Jean Tulard, notre spécialiste national du Premier Empire, répète volontiers qu’il y a eu autant de livres parus sur Napoléon que de jours écoulés depuis son décès, le 5 mai 1821. Comment renouveler un catalogue aussi encombré ? Au fil des deux siècles écoulés, on a vu successivement fleurir les Mémoires justificatifs (au premier chef, le Mémorial de Sainte-Hélène, d’Emmanuel de Las Cases), les pamphlets, les journaux intimes, puis le travail sérieux des historiens attachés à retracer les faits, en faisant la part belle à l’« histoire bataille » et à la diplomatie. La première moitié du XXe siècle y a ajouté les analyses sociopolitiques des bouleversements à l’œuvre, la seconde moitié celles des mutations culturelles, voire psychologiques – jusqu’à la microhistoire individuelle.
Des « causes » et des « conséquences »
Les Guerres napoléoniennes, le pavé de l’historien américain d’origine géorgienne Alexander Mikaberidze, professeur à l’université de Louisiane, réussit le pari du renouvellement en adoptant la tendance historiographique aujourd’hui la plus en vogue à l’heure du « décentrement » postoccidental des sciences humaines : celle de l’histoire globale. Que se passait-il en Chine, en Inde, au Sénégal, au Mexique, à la Martinique, en Perse, pendant que résonnaient dans toute l’Europe les noms d’Austerlitz, Wagram et Waterloo ? Nous n’avions sur la plupart de ces questions que des monographies éparses.
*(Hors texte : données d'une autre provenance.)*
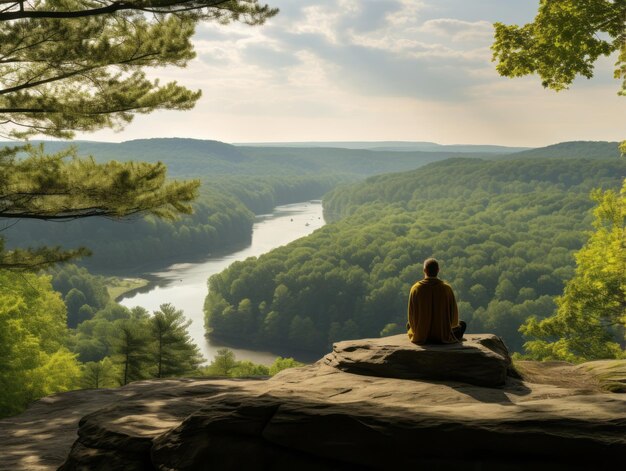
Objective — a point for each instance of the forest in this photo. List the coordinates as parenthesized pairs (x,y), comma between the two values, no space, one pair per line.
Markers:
(505,232)
(223,216)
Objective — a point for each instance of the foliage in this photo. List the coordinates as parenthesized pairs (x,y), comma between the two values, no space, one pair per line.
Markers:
(33,360)
(174,352)
(506,232)
(225,364)
(591,313)
(99,374)
(131,349)
(83,293)
(281,364)
(222,216)
(76,65)
(79,65)
(62,187)
(565,40)
(134,345)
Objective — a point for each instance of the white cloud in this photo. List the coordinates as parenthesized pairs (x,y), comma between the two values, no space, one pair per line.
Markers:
(376,69)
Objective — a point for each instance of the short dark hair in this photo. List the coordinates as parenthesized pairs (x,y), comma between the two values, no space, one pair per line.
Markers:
(431,267)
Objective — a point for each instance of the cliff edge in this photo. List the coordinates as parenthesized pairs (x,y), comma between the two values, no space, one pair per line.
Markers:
(370,404)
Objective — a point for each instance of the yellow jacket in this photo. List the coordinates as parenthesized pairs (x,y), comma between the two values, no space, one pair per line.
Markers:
(432,312)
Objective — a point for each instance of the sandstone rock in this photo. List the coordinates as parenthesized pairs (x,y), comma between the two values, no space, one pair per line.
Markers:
(319,417)
(480,359)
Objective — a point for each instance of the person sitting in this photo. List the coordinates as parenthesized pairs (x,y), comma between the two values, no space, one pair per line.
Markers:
(433,313)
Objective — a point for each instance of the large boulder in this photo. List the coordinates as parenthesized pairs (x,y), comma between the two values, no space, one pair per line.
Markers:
(481,359)
(319,417)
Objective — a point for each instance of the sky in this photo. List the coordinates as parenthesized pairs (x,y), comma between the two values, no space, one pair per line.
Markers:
(376,70)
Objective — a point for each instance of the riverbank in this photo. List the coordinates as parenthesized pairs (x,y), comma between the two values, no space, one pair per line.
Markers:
(184,285)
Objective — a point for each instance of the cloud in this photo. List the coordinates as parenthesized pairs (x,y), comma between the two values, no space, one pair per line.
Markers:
(459,30)
(378,69)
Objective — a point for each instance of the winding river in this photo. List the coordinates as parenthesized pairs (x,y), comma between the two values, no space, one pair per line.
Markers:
(185,284)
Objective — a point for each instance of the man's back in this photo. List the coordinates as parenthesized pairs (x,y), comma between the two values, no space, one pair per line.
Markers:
(432,312)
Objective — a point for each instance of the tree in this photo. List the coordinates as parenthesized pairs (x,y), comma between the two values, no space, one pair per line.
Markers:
(223,362)
(33,360)
(99,374)
(174,352)
(591,313)
(565,40)
(131,347)
(79,65)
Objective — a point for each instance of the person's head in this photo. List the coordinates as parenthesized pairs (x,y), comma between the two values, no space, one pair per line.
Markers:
(431,267)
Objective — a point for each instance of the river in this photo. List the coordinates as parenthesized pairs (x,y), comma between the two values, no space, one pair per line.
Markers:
(185,284)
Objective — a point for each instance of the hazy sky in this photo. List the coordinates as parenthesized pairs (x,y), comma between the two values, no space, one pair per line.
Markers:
(342,70)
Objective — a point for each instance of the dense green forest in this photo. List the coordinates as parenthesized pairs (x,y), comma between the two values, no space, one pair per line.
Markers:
(238,182)
(110,346)
(570,150)
(204,158)
(505,232)
(223,216)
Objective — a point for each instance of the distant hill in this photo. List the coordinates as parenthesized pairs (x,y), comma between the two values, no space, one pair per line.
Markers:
(395,146)
(592,150)
(205,158)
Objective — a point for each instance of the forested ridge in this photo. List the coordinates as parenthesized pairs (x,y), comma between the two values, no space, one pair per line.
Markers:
(223,215)
(505,232)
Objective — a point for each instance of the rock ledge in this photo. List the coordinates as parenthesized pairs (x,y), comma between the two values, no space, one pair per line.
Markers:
(481,359)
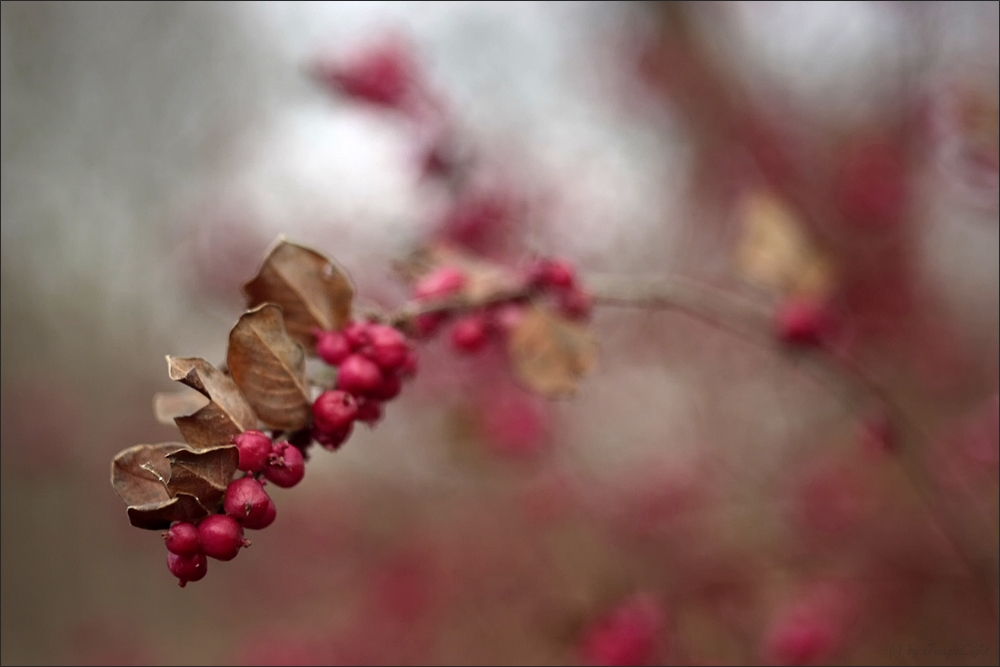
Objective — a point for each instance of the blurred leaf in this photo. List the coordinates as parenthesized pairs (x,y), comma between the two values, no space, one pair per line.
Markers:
(228,412)
(777,253)
(313,292)
(139,476)
(551,354)
(204,474)
(270,368)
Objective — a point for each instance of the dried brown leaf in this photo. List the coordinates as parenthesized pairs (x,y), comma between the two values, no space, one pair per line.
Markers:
(228,412)
(269,367)
(169,405)
(139,476)
(204,474)
(313,291)
(549,353)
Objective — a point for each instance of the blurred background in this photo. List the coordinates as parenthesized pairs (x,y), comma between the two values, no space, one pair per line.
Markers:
(700,483)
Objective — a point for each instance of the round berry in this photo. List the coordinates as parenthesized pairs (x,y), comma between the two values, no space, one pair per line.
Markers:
(182,539)
(358,375)
(221,536)
(441,282)
(469,334)
(332,347)
(287,469)
(388,347)
(334,410)
(187,568)
(254,448)
(332,440)
(247,502)
(369,411)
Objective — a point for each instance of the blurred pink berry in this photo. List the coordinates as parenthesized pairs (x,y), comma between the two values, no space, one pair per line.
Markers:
(469,334)
(441,282)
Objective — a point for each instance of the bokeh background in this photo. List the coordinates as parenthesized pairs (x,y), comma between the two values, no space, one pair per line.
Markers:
(152,152)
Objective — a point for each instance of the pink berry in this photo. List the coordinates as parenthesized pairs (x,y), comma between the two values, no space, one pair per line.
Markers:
(334,411)
(358,375)
(469,334)
(576,304)
(389,389)
(388,347)
(333,440)
(369,411)
(801,321)
(443,281)
(254,448)
(182,539)
(221,536)
(358,335)
(332,347)
(288,468)
(247,502)
(187,568)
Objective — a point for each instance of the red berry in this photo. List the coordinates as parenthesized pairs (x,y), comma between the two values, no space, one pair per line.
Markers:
(389,389)
(358,375)
(332,347)
(332,440)
(247,502)
(334,411)
(469,334)
(576,304)
(182,539)
(254,448)
(369,411)
(221,536)
(388,347)
(187,568)
(443,281)
(288,468)
(801,321)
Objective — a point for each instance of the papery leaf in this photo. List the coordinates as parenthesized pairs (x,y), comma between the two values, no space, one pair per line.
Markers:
(269,367)
(228,412)
(204,474)
(139,476)
(550,354)
(313,292)
(776,251)
(169,405)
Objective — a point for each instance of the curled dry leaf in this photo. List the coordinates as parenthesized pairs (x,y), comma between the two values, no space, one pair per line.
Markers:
(227,414)
(777,253)
(139,476)
(269,367)
(549,353)
(204,474)
(313,292)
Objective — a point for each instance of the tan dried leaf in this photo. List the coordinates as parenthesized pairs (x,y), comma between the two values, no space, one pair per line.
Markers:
(139,476)
(269,367)
(227,414)
(776,251)
(313,292)
(549,353)
(204,474)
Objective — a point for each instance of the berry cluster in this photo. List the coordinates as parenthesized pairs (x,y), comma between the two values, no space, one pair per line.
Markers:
(371,361)
(471,331)
(246,505)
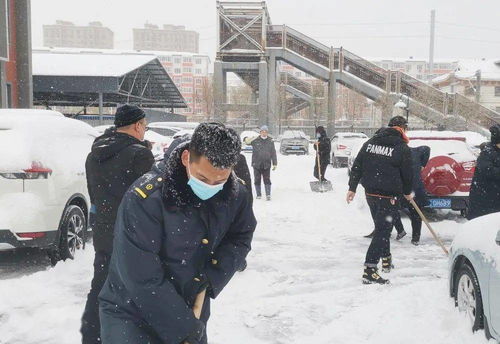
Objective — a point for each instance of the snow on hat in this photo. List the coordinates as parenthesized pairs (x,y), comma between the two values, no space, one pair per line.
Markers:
(495,134)
(128,114)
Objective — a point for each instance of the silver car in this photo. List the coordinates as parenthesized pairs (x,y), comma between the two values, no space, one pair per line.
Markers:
(294,142)
(475,273)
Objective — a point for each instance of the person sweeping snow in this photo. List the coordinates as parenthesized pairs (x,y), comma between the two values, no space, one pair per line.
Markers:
(384,167)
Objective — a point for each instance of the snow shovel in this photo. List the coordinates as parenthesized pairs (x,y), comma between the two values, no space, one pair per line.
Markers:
(320,186)
(198,306)
(422,216)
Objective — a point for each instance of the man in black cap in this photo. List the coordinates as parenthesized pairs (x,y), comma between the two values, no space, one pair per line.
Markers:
(484,195)
(384,167)
(117,159)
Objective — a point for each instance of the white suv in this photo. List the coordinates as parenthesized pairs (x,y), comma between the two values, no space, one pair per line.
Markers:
(44,201)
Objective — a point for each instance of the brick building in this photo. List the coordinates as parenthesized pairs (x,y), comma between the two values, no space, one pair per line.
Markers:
(16,86)
(65,34)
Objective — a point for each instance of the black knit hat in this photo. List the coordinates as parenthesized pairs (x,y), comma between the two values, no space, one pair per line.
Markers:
(398,121)
(128,114)
(495,134)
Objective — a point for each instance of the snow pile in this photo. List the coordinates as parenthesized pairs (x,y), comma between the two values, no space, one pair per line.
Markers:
(480,235)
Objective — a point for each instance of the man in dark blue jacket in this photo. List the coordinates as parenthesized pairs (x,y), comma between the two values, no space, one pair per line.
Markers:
(178,233)
(383,166)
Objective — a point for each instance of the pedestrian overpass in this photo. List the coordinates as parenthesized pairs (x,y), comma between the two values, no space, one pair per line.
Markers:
(250,46)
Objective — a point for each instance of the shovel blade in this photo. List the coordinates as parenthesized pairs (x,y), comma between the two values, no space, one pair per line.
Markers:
(321,186)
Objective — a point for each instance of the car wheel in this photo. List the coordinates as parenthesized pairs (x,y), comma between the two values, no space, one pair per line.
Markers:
(72,232)
(468,296)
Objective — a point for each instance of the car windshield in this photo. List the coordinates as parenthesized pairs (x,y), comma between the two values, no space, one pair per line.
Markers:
(294,134)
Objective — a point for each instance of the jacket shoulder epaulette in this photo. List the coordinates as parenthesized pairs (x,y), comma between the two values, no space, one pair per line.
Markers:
(148,185)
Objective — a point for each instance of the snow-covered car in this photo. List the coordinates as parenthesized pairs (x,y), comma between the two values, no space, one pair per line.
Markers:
(294,142)
(448,175)
(44,201)
(247,134)
(474,266)
(160,143)
(342,144)
(355,148)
Les voici rassemblées, complétées, et surtout articulées entre ce que nous connaissons bien – en principe – de l’histoire de la Révolution et de l’Empire, et ce que nous ne connaissons pas du tout de l’histoire du reste du monde.
Que se passait-il en Chine, en Inde, au Sénégal, au Mexique, pendant que résonnaient dans toute l’Europe les noms d’Austerlitz, Wagram et Waterloo ?
Certes, l’historien américain, s’adressant à ses compatriotes et à ses étudiants, ne peut pas nous épargner le récit – parfois un peu fastidieux – des péripéties politiques et militaires de l’histoire européenne de 1789 à 1815. Mais il réussit la prouesse de les tisser de façon étroite avec ce qui se passe ailleurs, renouvelant de fait ce que l’on peut dire des « causes » et des « conséquences » d’événements que l’on croyait bien connus. Par exemple, l’importance du commerce colonial et de la traite des esclaves dans les revenus des Etats européens – dont les variations expliquent tout autant la crise financière de la monarchie française que l’acharnement de la lutte entre la Grande-Bretagne et la France.